Apple has signed a new long-term agreement with Arm, the British chip design company that provides the technology behind the iPhone and Mac processors. The deal, which was revealed in Arm’s initial public offering documents, extends Apple’s access to Arm’s architecture beyond 2040.
Apple and Arm: A Longstanding Partnership
Apple and Arm have a longstanding partnership that dates back to 1990, when Apple was one of the first companies to collaborate with Arm and use its chip technology for the Newton handheld computer. Although the Newton was a commercial failure, Arm’s chip designs proved to be successful and became the industry standard for mobile devices.
Apple has been using Arm’s instruction set to create its own custom processors for its products, such as the A-series chips for the iPhone and iPad, the S-series chips for the Apple Watch, and the M-series chips for the Mac. These chips offer Apple more control over the performance, power efficiency, and features of its devices, as well as differentiation from its competitors.

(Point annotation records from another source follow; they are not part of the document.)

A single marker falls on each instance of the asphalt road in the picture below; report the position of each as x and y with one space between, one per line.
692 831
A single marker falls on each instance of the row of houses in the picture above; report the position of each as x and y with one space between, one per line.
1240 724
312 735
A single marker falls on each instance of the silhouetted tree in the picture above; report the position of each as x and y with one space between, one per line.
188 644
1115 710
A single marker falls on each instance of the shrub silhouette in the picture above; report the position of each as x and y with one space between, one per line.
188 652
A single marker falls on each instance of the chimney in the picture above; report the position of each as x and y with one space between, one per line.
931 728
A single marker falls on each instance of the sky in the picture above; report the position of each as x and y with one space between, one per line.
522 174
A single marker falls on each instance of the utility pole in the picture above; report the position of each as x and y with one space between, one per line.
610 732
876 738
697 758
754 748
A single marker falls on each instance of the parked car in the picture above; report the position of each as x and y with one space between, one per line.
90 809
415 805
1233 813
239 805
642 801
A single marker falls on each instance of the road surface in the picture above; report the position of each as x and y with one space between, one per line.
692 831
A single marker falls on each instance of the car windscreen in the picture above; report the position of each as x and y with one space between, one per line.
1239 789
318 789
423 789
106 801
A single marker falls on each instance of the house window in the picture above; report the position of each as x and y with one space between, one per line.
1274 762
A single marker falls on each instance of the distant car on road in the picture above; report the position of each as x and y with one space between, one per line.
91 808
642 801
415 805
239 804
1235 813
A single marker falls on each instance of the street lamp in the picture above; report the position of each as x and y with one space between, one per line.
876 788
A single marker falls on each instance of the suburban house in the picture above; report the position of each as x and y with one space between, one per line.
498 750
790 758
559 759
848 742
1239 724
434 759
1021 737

Arm’s IPO: A $52 Billion Deal
Arm announced on Tuesday that it plans to go public in a $52 billion deal, which would be the largest initial public offering in the U.S. this year. The company said that it has received interest from some major technology companies, including AMD, Apple, Google, Intel, Nvidia, Samsung, and TSMC, to buy up to $735 million worth of shares.

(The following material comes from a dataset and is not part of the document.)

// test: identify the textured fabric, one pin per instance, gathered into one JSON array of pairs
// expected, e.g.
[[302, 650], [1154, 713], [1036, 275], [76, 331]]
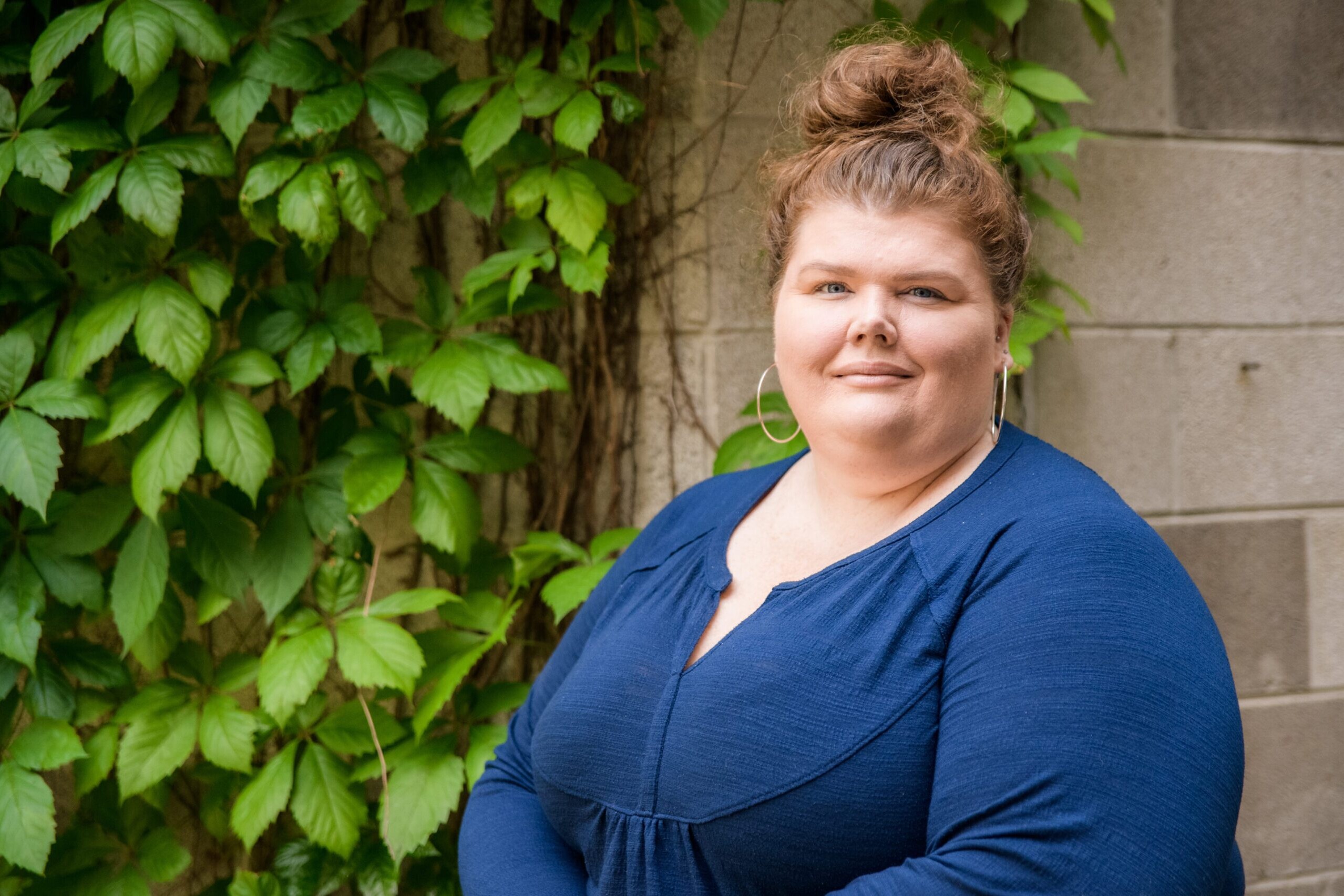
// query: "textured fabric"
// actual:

Arm’s IPO comes after Nvidia’s failed attempt to acquire the company from its parent company SoftBank. Nvidia announced in 2020 that it would buy Arm for $40 billion, but the deal faced regulatory hurdles from the UK, EU, and US authorities. Nvidia eventually abandoned the deal in 2022, citing “significant regulatory challenges”.
What Does This Mean for Apple?
By signing a new deal with Arm that goes past 2040, Apple secures its access to Arm’s chip technology for many years to come. This means that Apple can continue to develop its own processors based on Arm’s architecture and enjoy the benefits of having a tight integration between hardware and software.
The deal also gives Apple some influence over Arm’s management and direction, as Apple will be one of the shareholders of the company. This could help Apple ensure that Arm remains independent and neutral, and does not favor any particular licensee over another.
The deal also shows that Apple is confident in its strategy of using its own chips for its products, rather than relying on third-party suppliers like Intel or Qualcomm. Apple has been gradually transitioning its products to its own silicon, starting with the Mac in 2020. The company is expected to launch more products with its own chips in the future, such as the Vision Pro, a mixed reality headset that is rumored to debut in 2024.